If you cannot set your horizontals correctly within your camera viewfinder, it is essential to correct it in the processing stage. I have uploaded a mod with the bridge straightened and I have also brightened the image a little. You could have composed this with the bridge lower down to stop the water line splitting the image into two and displayed more of the sky as it does seem to be fairly nice with blue and some fluffy clouds present.
Frank
Actually, the bridge is more or less straight — only about half a degree off true, which isn't usually enough to be noticeable, in my experience. Most of the reason that the top hasn't rendered as a horizontal line in the image is that it's in very slight receding perspective. We're not looking quite straight at the bridge but, rather, looking slightly from the right (which is why you can see parts of the insides of the arches, too).

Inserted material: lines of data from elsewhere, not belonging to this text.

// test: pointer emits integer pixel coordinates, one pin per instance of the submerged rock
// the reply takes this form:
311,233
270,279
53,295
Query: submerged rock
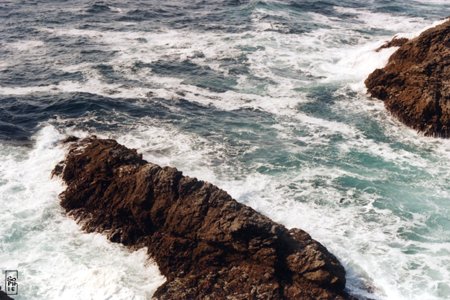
415,84
205,243
4,296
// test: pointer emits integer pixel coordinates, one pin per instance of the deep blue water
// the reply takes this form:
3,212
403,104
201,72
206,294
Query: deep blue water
263,98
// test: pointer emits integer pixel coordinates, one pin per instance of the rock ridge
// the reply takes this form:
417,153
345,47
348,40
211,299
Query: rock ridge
205,243
415,83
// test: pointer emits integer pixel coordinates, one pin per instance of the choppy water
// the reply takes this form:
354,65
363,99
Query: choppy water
263,98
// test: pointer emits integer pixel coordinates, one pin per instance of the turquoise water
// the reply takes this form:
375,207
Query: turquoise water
262,98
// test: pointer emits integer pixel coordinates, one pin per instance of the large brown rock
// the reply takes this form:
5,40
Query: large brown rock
415,84
206,244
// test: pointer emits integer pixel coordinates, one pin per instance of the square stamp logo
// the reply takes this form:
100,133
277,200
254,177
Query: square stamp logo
11,282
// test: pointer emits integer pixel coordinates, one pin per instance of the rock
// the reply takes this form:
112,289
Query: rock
395,42
205,243
415,84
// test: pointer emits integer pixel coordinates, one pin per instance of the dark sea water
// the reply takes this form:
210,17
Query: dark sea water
262,98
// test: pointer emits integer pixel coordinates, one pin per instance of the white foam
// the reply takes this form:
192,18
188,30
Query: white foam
54,258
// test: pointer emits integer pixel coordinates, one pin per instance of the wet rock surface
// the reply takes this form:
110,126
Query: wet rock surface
205,243
415,84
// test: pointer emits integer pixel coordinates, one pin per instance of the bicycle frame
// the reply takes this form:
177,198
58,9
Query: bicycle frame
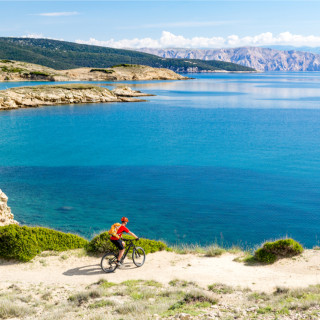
127,248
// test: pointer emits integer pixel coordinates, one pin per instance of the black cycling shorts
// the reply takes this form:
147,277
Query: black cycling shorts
118,243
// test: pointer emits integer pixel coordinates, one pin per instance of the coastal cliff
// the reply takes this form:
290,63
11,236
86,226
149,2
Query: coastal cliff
48,95
6,217
20,71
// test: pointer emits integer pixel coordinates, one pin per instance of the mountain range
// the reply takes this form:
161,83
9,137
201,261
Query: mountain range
61,55
259,58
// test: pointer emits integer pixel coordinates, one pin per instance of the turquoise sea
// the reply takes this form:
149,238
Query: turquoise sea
227,157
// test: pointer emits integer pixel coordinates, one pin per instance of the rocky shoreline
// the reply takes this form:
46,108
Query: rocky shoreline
49,95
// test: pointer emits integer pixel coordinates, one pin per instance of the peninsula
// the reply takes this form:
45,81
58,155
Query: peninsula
45,95
21,71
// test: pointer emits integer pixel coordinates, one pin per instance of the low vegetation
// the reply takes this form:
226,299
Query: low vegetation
141,299
24,243
272,251
102,70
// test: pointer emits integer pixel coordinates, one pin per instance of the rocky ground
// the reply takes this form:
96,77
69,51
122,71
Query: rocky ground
21,71
122,295
36,96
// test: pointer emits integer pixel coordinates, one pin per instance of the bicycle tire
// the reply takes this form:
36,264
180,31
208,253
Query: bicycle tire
138,256
108,262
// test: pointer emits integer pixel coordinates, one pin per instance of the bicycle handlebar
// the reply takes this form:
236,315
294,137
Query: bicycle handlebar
124,239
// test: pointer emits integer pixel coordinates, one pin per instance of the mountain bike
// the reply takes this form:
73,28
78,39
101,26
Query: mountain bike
109,260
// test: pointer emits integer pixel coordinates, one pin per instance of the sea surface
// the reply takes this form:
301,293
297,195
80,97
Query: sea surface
232,158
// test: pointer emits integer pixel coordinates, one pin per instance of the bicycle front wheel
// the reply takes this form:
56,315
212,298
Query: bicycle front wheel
138,256
108,262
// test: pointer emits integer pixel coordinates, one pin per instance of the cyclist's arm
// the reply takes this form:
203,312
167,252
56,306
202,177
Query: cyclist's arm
133,234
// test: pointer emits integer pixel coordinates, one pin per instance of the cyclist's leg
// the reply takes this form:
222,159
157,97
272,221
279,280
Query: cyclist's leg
120,245
121,252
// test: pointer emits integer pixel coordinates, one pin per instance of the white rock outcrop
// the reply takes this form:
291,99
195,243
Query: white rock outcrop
6,217
36,96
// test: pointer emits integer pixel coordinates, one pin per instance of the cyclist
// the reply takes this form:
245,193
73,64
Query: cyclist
118,242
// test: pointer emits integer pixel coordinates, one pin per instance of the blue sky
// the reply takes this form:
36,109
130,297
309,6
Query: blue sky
165,23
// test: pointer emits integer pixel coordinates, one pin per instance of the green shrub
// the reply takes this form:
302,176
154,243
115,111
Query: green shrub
101,243
271,251
102,70
39,73
24,243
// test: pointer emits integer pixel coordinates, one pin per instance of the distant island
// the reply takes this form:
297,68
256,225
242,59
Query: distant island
262,59
11,70
61,55
48,95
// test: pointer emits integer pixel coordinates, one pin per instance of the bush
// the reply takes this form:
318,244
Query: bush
102,70
271,251
39,73
24,243
101,243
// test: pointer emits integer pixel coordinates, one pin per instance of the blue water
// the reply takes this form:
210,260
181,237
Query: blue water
232,157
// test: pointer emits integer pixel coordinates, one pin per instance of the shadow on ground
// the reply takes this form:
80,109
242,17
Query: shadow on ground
94,269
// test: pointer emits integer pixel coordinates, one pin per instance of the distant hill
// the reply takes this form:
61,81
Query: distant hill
263,59
66,55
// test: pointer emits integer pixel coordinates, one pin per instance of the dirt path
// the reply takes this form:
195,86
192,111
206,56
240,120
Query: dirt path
165,266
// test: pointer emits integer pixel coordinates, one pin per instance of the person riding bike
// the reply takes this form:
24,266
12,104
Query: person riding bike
118,242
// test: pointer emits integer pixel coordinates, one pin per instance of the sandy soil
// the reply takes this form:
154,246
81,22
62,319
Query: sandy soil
165,266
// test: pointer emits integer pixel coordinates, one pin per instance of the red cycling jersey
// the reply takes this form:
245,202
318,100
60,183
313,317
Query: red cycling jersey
119,232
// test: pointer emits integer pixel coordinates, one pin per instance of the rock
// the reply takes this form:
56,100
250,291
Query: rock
36,72
263,59
23,97
6,217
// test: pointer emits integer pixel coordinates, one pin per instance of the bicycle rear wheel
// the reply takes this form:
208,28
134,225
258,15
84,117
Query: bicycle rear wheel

Overall, I think this is a very nice shot, with good colours in the foliage and nice reflections off the calm water. I might try to crop a bit off the bottom to remove the bright reflection of the sky, as bright regions at the edge of the frame often attract attention and pull the eye out of the picture.
One thing to watch out for is the exposure of the sky. In this shot, the sky is actually over-exposed, which has caused it to become rather green. The problem is over-exposure in the blue channel, which has caused the red and green to become more dominant.
Suppose, for ease of explanation, that the true colour of the sky is one part red to one part green to two parts blue. Colours in images are represented as red, green and blue values that must be in the range of 0–255. So, a dark shade of this colour might be represented with red, green and blue values of, say, 30:30:60; a bright version might come out as 120:120:240; note that both of these are in the 'correct' ratio of 1:1:2. The sky here is so bright that the red and green components have been recorded at about 200. This means that the correct rendition of the colour would be 200:200:400 but this is not possible: the sensor cannot record a blue value of 400 because it's too high. All it sees is the maximum allowed value of 255. This means that it records the colour as 200:200:255, which is not in the right ratio any more — instead of 1:1:2, we have something like 1:1:1.3. The result is that the colour recorded by the sensor doesn't have enough blue in it, so appears much less blue than it ought to.
How to avoid this? Set up your camera so it shows separate histograms for the red, green and blue channels, if it can do that. When shooting an image like this, check to see if any of the channels has bunched up to the right of the histogram. If just one or two channels have, there's a good chance that you have this sort of colour distortion somewhere in the image.
I hope that wasn't too technical. If it was, I can try to simplify it a bit, if you want.